Grading is a big part of every teacher's life. It's so big that some teachers find themselves lugging home a book bag stuffed with papers every night.
But there are ways to make the process less overwhelming while still providing helpful feedback to students and parents. The secret is to keep firmly in mind what grades are meant to communicate.
The Purpose of Grades
During my first years of teaching, I graded everything. Tests, homework, papers, effort, and participation all factored into the 30 or so grades I averaged each quarter.
Further Reading: Should Failing Students Be Held Back a Grade?
It was common in this school to use grades as rewards or punishments. For example, some teachers allowed students to earn extra credit to improve their grade. Other teachers took 10 points off a paper every day it was late, so no matter how good it was, it wasn't an A.
I learned to do what my colleagues did.
Then I took a job in a different district. Here, teachers gave students not one but two grades every marking period. One grade was solely academic, the other was behavioral, including work habits.
The academic grade was based only on a student's achievement on tests, papers, or projects. The purpose of the grade was to show how well the student was progressing toward reaching academic goals or benchmarks identified by the district or state.
The grade for behavior was entirely separate and included effort, participation, cooperation, and attendance.
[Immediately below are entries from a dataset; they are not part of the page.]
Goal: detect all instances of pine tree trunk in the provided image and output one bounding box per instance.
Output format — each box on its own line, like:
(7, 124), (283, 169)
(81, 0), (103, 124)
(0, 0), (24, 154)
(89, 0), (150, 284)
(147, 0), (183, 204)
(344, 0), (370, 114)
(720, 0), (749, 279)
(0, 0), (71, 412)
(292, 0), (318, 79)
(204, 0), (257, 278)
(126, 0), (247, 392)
Teachers could also add comments to a student's report card.
My teaching life became easier and my evaluations fairer.
How to Grade
Researchers at the Association of Supervision and Curriculum Development (ASCD) suggest evaluating only students' work that shows their academic progress. Here are some ways to do that:
- Establish learning goals so students understand what they will eventually need to know.
- Base grades on academic evidence, not behavior.
- Reflect current achievement. A student's grade should indicate where they are now, not an average of an entire period.
- Use scales with fewer gradations, like A–F rather than 100–0. With 100 gradations, reliability goes down and many don't see a difference between 76 and 80, let alone 64 and 65.
- Let students know how they're going to be graded. Rubrics help kids see what they need to know and how they will be evaluated.
In addition, researchers say what's on the final test shouldn't be a secret or a surprise. When students understand what they need to know, they are partners in the learning process.
What to Grade
"Students should not be graded for something that they are still learning," says middle school teacher Tyne Brack, writing for Maneuvering in the Middle. Teachers should grade only what is evidence of what students have already learned, she says.
Brack describes evaluation as "tedious and time-consuming," and that's only the beginning, she says. You have to enter the grades in the book. You have to keep track of who was absent and who needs to redo the assignment. You have to return papers in a timely manner so they're still relevant.
Instead, she says, give kids feedback, not grades, on homework. During class, go over it as an opening activity. Put the answers on the board, and let kids check their work. Students can write answers on a whiteboard and hold them up for you to see. Walk around and spot-check their assignments.
You don't have to collect it.
My new school district adopted these ideas, and I stopped collecting homework and drafts of essays. Students shared their writing with one another, asked peers for feedback, and made corrections. I sat in on sharing sessions. When students determined they had a final draft, they handed it in to be graded.
Giving students helpful feedback in class without collecting their work reduced the papers in my backpack even more.
Measuring Academic Achievement
But some teachers believe if they don't grade every assignment, kids won't do it. That's why teachers spend "endless hours grading student work and have grade books that contain far too many assignments," says Miriam Plotinsky, writing in Education Week.
Plotinsky, a learning specialist and veteran English teacher in Maryland, wonders if all these assignments indicate progress toward mastery or just time spent doing them. She also believes in accepting all late work but recognizes some teachers vigorously disagree with that policy. But, she says, "My job is to teach students to master skills and standards across content areas." If a student hands in a late paper, she explains, there's no penalty because it's punishment for behavior that has nothing to do with whether the student has acquired the skills they need.
ASCD researchers agree with giving students several chances to redo work and identified several "outdated" practices that should be changed. These include grading on a curve, which puts students in competition with one another rather than judging the work against a goal. Researchers also recommend not including classroom behavior in the academic grade.
The Future of Grades and Grading
Some teachers believe traditional grading is "inaccurate and inequitable," according to a report from the National Education Association (NEA). Many still support traditional systems, but some are rethinking what grades mean now—especially as students return to school with widely diverse educational experiences.
There is growing support for not confusing behavior with academic achievement. There is also support for collecting only final products, not homework. Giving kids more chances to learn the competencies they need is still not a widespread practice.
Further Reading: Choosing Your Best Medium for Lesson Planning and Grades
But in an interview for the NEA report, California English teacher Sarah Schopfer, who has adopted all of these changes, said, "As teachers, we should always work to do what is best for the kids. So the way I was grading did not feel good to me. This was not why I became a teacher."
As students return to school, now might be a good time to reevaluate how and what we grade.